Por supuesto, no es lo mismo una diferencia de
criterios político-económicos, que una diferencia sobre derechos humanos. Creo
que existen aspectos en los que las opiniones dejan de ser respetables: un
crimen de odio no puede ser defendido cándidamente con el paraguas de la subjetividad
y de Yo tengo mi opinión. El panorama es más complejo que blanco y negro, pero si eres racista, homófobo, regionalista, misógino,
clasista, etc. tu opinión ya no tiene ningún valor como opinión.

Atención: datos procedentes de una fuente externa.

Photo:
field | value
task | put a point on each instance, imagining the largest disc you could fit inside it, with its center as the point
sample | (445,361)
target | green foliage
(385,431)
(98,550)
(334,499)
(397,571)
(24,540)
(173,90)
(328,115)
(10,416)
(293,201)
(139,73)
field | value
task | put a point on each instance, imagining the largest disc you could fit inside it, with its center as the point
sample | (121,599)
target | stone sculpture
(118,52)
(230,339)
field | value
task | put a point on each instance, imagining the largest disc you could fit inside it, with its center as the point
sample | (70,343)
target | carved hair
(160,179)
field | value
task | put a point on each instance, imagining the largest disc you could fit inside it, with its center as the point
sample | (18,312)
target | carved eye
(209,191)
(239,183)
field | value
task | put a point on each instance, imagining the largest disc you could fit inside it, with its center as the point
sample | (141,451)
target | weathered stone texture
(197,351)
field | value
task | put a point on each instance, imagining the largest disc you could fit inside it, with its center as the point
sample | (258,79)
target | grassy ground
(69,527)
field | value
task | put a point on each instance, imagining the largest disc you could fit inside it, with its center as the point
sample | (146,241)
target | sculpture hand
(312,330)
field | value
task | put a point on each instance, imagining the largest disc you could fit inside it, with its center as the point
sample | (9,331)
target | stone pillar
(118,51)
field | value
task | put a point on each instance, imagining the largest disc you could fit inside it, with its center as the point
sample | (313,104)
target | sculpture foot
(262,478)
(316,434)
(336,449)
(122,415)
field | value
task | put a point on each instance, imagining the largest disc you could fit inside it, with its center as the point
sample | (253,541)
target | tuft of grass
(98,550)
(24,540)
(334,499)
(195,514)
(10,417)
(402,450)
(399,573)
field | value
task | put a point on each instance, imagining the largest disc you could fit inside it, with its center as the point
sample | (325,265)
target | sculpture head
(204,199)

Un crimen de estado no puede ser justificado
porque: quiero trabajar y quiero paz.
Para poder desarrollar esta idea, es necesario
volver a citar a James Baldwin, ese fabuloso escritor/pensador de las minorías
que vivía con pasión y peligro su compromiso (que por cierto le costó la vida): "We can disagree and still love each other, unless your disagreement is rooted in my oppresion and denial of my humanity and right to exist", Es decir: "Podemos
estar en desacuerdo y amarnos, a menos que tu desacuerdo esté enraizado en mi opresión
y en la negación de mi humanidad y derecho a existir".
Mientras en los peores momentos de la lucha
social de estos días los medios formales juegan el papel vergonzoso de poner
telenovelas o el chapulín colorado, las redes sociales, el periodismo
ciudadano, y valientes medios alternativos liderados por jóvenes nos muestran
casi en tiempo real como cada día de marcha los derechos humanos son más quebrantados.
Nos asombramos con la capacidad de empeorar, de caer un escalafón más abajo: El
supuesto uso progresivo de la fuerza, que desde el día uno fue vulnerado se
vuelve inversamente proporcional al desuso progresivo del cerebro por parte del
gobierno. La paradoja es chistosa, pero no hace reír.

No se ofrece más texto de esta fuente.